What we supposed to eat? Mommy, where you been? Mama! Mama! Man, where she at? I need … Oh, well, I came by and you weren’t even there … Yes, sure I can come back … Can you tell me when your mother will be home?
Bev simmered, to finish her husband’s cigarettes and plan to pray the pack away next Communion. Was this her family and her life, or her prison and its guards? Was this the ceiling of regard at the end of her rainbow? If she was outside still at midnight to hunt down her own child she brought into the world, was she out of her place?
She stood outside her home and swirled dirt up between her toes, like Solemn liked to do. She flung a mental note up to the sky, hoped her daughter would catch it: I’m sick of this shit. She was going to be making some needed changes in her house—soon.
FOUR
As usual, before he left, Justin Bolden rejuvenated the coffeepot in corner room 106-B. Then he jotted case notes about situations or customers to tend to the next day. He returned people’s telephone calls about their cases and conflicts only if necessary. For him, that meant any brown or darker face the others didn’t want to see crying and carrying on. He sharpened a pencil he set down on his notes atop the desk he shared with Hanson: younger than him, white, already at the desk it had taken him a couple of years to scoot up to. His reward for all this drama was an undeniably red 1998 Buick Skylark with an arrogant hood and capable trunk, one of the last of a final production. He was proud of this detail. It impressed ladies. When he drove around to his people, he got slapped on his back about it. He was the fancy one with the good job, the legal gun, the white man’s respect, the work desk, the thick wallet.
“You think the old man’s gonna show back up there tonight?” Hanson asked.
“I hope so,” Bolden said. He snatched up a few of his coworkers’ cigarette butts from the ashtrays strewn about. “If not, lady’s gonna be back in here and I’ll be having nightmares about babies. Just what I need, right?”
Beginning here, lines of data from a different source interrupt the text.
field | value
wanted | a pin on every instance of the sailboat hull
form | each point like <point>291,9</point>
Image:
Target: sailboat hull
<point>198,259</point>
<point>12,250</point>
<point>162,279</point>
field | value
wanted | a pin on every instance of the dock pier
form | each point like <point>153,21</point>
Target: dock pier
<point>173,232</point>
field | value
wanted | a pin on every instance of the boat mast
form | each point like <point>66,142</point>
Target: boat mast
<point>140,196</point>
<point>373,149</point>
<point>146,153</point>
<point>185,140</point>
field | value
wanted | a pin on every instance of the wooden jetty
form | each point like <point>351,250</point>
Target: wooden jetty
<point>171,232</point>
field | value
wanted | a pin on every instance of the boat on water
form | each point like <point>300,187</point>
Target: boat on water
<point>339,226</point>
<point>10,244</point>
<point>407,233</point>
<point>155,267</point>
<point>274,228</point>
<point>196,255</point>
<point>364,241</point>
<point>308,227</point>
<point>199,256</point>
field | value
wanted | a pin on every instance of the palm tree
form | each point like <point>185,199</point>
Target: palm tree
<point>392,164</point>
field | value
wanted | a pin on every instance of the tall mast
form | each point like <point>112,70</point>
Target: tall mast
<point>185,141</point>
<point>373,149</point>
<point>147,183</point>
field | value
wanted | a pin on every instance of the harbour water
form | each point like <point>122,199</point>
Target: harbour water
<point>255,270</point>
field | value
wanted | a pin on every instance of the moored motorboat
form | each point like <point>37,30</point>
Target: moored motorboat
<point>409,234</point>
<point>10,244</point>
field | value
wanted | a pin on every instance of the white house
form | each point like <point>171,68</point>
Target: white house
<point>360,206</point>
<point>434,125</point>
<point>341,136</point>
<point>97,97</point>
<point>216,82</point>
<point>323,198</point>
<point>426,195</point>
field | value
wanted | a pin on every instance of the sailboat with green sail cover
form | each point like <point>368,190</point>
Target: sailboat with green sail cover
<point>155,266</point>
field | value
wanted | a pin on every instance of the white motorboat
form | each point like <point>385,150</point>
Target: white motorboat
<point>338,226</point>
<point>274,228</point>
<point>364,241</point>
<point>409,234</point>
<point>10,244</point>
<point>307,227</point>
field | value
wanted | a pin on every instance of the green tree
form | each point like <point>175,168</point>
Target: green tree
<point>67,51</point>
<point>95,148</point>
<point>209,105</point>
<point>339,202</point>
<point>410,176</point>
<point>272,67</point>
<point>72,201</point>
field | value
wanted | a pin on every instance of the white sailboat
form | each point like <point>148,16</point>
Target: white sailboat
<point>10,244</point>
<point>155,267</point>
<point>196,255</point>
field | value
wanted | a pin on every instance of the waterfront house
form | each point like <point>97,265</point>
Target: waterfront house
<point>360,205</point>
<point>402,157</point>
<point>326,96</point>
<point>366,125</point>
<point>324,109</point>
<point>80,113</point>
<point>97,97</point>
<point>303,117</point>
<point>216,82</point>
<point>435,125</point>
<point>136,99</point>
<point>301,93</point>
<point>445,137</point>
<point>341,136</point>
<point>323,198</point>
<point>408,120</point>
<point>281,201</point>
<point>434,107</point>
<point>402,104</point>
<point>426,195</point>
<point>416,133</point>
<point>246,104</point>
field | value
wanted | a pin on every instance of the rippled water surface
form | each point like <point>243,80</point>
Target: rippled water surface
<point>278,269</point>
And the babies would be black. Many of the pink, white, creamy people wouldn’t even talk to him. If they did, even in this day and age, they still called him “boy.”
Bolden left through the back door. He walked around to the front where he parked the Buick, unlocked, in a handicapped spot everyone knew he borrowed.
The esoteric outbacks of Kosciusko had the best bars. Their rain-pelted and toughened awnings outstretched against the plains. They begged for attention. They relied on heavens-high sweet gums and elms, postured branches in a wicked assortment of poses, to play well against a wet brain’s imagination. It called more folks inside that way. Pearletta Hassle put Bledsoe back on Bolden’s mind. A playful den of iniquity named “I’ll Be Good” leaped to Bolden. It was somewhere obscured in the crook of Natchez Trace Parkway, encircled in or near or around Bledsoe, a little different from the rest and still the same. He would find it. First time Bolden had happened upon the spot was with a cousin visiting from Tampa. A gap-toothed smart-mouth named Tammy tended bar there. He believed she flirted with him. He emptied his pockets and stayed until 4:00 a.m. He tried to get her number. Didn’t matter how long he had stuck around. She said, “No.”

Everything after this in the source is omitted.